The goal is to help build educational opportunities for students and the community.
By Wally Perez
This college is sending a team to New York this week to learn how students here can get involved in revitalizing downtown San Antonio and the neighborhood around campus.
The team is visiting Guttman Community College in New York City, where students can major in urban studies and learn about urban renewal.
President Robert Vela announced the proposed initiative during a College Council meeting Feb. 9. Vela said the team consisted of Richard Farias, interim vice president of student success; Lisa Zottarelli, chair of history, economics, anthropology and political science; history Professor Jonathan Lee; and architecture Chair Michael Connor.

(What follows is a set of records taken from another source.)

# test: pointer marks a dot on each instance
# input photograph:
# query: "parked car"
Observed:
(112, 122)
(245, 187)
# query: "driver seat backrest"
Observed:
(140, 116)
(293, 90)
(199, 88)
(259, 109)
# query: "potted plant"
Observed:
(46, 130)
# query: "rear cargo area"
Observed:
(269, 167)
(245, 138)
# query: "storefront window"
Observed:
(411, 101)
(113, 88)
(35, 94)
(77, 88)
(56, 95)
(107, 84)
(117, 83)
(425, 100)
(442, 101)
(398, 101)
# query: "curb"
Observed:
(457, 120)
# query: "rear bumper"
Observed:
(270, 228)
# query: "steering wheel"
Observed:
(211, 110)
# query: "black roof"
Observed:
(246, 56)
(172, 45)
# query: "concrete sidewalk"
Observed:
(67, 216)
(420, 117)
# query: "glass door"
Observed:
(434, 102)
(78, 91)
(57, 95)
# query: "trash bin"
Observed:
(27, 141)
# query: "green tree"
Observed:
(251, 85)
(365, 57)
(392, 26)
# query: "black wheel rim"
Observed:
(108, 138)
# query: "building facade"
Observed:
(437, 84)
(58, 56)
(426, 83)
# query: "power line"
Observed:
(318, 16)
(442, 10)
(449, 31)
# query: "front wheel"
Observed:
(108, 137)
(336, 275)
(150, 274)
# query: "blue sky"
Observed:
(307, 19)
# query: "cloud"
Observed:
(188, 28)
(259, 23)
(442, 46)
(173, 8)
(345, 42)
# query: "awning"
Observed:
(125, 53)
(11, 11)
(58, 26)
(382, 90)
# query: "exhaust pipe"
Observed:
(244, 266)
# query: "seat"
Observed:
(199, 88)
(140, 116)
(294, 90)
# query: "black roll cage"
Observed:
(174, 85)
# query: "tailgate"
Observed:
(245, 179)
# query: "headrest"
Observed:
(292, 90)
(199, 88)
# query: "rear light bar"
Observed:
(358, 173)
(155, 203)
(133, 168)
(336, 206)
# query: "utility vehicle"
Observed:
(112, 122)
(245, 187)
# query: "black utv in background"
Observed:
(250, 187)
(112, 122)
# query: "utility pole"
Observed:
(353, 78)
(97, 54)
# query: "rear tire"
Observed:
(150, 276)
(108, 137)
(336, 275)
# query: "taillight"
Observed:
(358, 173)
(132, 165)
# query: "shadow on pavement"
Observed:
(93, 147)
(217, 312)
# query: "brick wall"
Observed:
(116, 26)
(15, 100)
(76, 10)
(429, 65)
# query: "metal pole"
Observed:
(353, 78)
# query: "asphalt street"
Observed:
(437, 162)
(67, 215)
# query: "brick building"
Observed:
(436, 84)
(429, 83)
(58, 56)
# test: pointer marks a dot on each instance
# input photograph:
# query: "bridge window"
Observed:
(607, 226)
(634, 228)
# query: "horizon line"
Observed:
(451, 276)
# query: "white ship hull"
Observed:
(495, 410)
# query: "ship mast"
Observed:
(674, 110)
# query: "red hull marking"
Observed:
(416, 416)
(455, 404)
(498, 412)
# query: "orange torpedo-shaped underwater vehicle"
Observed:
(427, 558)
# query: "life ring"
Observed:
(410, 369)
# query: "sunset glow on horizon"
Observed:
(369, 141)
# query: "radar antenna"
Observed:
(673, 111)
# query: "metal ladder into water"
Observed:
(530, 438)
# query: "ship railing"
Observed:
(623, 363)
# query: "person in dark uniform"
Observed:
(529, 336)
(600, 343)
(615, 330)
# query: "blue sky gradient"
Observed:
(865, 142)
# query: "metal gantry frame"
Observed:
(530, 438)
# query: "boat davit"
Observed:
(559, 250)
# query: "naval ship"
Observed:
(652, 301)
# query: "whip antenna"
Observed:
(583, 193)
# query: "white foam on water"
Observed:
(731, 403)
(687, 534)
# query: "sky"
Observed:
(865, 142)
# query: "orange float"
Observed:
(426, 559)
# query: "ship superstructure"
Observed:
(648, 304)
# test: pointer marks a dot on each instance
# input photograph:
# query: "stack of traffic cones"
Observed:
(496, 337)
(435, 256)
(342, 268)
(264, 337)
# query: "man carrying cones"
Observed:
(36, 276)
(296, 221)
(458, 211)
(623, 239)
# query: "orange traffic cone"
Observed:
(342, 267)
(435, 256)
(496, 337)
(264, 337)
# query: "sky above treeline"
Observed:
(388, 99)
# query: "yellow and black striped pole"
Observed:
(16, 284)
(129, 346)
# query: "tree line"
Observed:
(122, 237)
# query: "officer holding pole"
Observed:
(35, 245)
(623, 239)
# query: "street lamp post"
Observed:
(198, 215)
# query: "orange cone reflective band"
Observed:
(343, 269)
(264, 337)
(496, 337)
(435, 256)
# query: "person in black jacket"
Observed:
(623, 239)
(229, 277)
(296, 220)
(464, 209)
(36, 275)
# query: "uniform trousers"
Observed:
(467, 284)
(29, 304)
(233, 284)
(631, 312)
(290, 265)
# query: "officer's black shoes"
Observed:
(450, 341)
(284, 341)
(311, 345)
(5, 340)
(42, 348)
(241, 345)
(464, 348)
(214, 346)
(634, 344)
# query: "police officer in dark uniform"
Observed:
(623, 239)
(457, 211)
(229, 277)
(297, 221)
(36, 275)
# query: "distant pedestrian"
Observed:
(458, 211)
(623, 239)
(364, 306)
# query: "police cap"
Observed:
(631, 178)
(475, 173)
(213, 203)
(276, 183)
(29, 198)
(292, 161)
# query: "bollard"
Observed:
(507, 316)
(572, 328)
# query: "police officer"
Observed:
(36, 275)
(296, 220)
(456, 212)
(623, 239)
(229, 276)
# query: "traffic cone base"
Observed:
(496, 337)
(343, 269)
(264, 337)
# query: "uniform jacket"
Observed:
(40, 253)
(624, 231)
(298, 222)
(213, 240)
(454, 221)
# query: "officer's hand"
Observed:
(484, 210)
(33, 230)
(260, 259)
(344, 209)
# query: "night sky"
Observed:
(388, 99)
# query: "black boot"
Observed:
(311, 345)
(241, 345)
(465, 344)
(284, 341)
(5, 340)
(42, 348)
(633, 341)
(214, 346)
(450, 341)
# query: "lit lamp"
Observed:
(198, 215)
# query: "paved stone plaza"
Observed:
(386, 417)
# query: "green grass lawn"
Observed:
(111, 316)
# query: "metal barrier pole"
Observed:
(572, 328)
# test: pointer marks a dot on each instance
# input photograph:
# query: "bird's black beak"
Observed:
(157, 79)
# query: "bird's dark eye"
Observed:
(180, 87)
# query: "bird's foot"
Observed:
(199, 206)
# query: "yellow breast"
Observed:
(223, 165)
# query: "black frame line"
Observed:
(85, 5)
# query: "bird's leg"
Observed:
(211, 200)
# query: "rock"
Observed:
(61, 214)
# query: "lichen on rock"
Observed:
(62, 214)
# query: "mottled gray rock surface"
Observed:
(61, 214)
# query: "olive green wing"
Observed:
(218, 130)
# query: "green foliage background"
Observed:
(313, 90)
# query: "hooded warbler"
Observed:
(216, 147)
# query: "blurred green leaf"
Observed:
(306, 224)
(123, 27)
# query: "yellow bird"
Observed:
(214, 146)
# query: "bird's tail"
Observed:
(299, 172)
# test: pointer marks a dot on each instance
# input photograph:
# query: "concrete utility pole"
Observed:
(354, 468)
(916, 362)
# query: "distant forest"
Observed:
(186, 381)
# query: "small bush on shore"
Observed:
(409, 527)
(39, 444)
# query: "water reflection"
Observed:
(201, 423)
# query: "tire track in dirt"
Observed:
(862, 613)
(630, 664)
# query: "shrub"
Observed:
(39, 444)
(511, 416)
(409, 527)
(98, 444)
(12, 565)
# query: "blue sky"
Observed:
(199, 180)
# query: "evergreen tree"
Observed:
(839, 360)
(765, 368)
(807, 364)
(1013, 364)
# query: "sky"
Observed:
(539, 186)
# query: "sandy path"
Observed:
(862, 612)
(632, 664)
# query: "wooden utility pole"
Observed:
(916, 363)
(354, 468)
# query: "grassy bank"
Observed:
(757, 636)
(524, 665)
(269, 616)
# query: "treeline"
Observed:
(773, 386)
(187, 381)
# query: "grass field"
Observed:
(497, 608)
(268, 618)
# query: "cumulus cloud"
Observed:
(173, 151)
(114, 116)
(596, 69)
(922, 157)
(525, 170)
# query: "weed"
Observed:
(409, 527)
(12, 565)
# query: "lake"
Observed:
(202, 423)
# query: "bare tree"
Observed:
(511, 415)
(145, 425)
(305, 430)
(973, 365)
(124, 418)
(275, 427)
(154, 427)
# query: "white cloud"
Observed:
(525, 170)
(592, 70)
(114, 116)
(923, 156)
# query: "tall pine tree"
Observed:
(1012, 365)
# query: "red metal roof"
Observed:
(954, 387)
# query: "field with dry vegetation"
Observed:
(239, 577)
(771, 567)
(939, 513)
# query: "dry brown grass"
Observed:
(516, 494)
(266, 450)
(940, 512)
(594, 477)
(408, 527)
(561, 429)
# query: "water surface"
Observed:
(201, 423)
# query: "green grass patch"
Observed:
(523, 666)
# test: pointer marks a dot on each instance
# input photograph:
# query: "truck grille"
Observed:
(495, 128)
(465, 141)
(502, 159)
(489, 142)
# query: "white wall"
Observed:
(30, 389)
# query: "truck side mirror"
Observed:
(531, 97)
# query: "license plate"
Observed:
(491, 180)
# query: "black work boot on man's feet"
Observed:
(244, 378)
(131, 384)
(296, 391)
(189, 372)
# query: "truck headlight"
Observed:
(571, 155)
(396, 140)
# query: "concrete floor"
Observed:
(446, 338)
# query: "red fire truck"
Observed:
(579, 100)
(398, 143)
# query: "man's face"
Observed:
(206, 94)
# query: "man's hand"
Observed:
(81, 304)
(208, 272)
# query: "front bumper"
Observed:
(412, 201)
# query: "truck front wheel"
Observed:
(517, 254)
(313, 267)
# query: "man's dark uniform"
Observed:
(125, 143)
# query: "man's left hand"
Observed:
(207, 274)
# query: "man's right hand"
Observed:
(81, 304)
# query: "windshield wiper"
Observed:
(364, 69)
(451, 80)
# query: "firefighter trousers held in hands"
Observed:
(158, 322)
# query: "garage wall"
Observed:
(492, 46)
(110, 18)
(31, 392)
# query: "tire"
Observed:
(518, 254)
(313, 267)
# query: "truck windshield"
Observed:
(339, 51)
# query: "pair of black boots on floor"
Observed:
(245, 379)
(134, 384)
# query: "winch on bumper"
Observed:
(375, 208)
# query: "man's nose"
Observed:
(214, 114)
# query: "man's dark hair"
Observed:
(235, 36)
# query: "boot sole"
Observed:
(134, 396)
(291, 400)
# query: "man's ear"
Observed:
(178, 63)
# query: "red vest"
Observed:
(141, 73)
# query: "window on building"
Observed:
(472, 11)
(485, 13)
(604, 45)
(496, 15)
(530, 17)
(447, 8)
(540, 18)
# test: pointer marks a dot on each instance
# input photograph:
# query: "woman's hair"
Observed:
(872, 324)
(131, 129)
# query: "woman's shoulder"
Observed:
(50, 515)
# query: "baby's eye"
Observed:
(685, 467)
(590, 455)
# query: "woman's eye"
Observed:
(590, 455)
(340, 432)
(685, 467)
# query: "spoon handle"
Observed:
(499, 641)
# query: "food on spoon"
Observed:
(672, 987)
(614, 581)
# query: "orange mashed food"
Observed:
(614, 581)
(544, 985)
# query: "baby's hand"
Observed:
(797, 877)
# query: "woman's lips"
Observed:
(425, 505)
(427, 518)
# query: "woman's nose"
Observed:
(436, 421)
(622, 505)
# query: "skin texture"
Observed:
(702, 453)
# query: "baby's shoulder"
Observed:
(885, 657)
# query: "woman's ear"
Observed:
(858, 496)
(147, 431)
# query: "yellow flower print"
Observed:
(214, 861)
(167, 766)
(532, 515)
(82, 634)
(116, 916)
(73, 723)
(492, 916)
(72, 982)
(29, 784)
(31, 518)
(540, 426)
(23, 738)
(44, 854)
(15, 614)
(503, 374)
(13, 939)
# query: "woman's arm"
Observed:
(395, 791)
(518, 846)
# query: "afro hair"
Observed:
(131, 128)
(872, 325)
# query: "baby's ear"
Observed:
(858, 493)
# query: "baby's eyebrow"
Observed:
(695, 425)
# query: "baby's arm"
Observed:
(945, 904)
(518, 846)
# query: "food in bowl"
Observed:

Farias approached Vela about the idea in October, mentioning Guttman’s urban studies program.
“I heard about Guttman three years ago as they were starting to get off the ground, and I liked the idea because of where SAC is located in the city, the community and the redevelopment and growth in our own backyard,” Farias said.
Because of these factors, Farias said he thought it would be neat to look at Guttman’s model and see if the team can replicate it here.
“Their focus is on their community and a thriving and sustainable New York City,” Farias said.
They have integrated those principles into their curriculum in a way that uses New York City as a laboratory by providing service learning opportunities that allow students to work with people active in the city’s government, community and nonprofit agencies.
“We thought, ‘what if we took that focus and brought it here?’ Both in our curriculum for classes like history and political science and maybe other programming such as service learning or civic engagement opportunities,” Farias said.
The team, which is still in the planning and research phase, will be visiting Guttman Thursday-Saturday.
Vela is on board with Farias’ idea after discussions and decided that he wanted to do this here since this city is primed for urban renewal, which has been happening over the last decade, Farias said.
“We’re close to a lot of neighborhoods that need help, such as Tobin Hill and Beacon Hill,” Farias said.
A goal is to help build educational opportunities for students and opportunities for the college to be involved with our community, he said.
“We don’t want to be looked at like an ivory tower that’s not accessible, we’re supposed to be accessible; we want to be accessible,” Farias said.
It will be a while before the team has a specific plan since these ideas are still a work in progress, he said.
The team had their first meeting in early February, where they planned their trip to Guttman and brainstormed ideas for the program.
The vision is for people in the city to see this college as a hub for all the things that could be great about living, working or being educated in urban spaces, he said.
“We would like to really build up in every way shape or form, not just buildings or community gardens, but the human factor; the well-being of people living in an urban environment,” Farias said.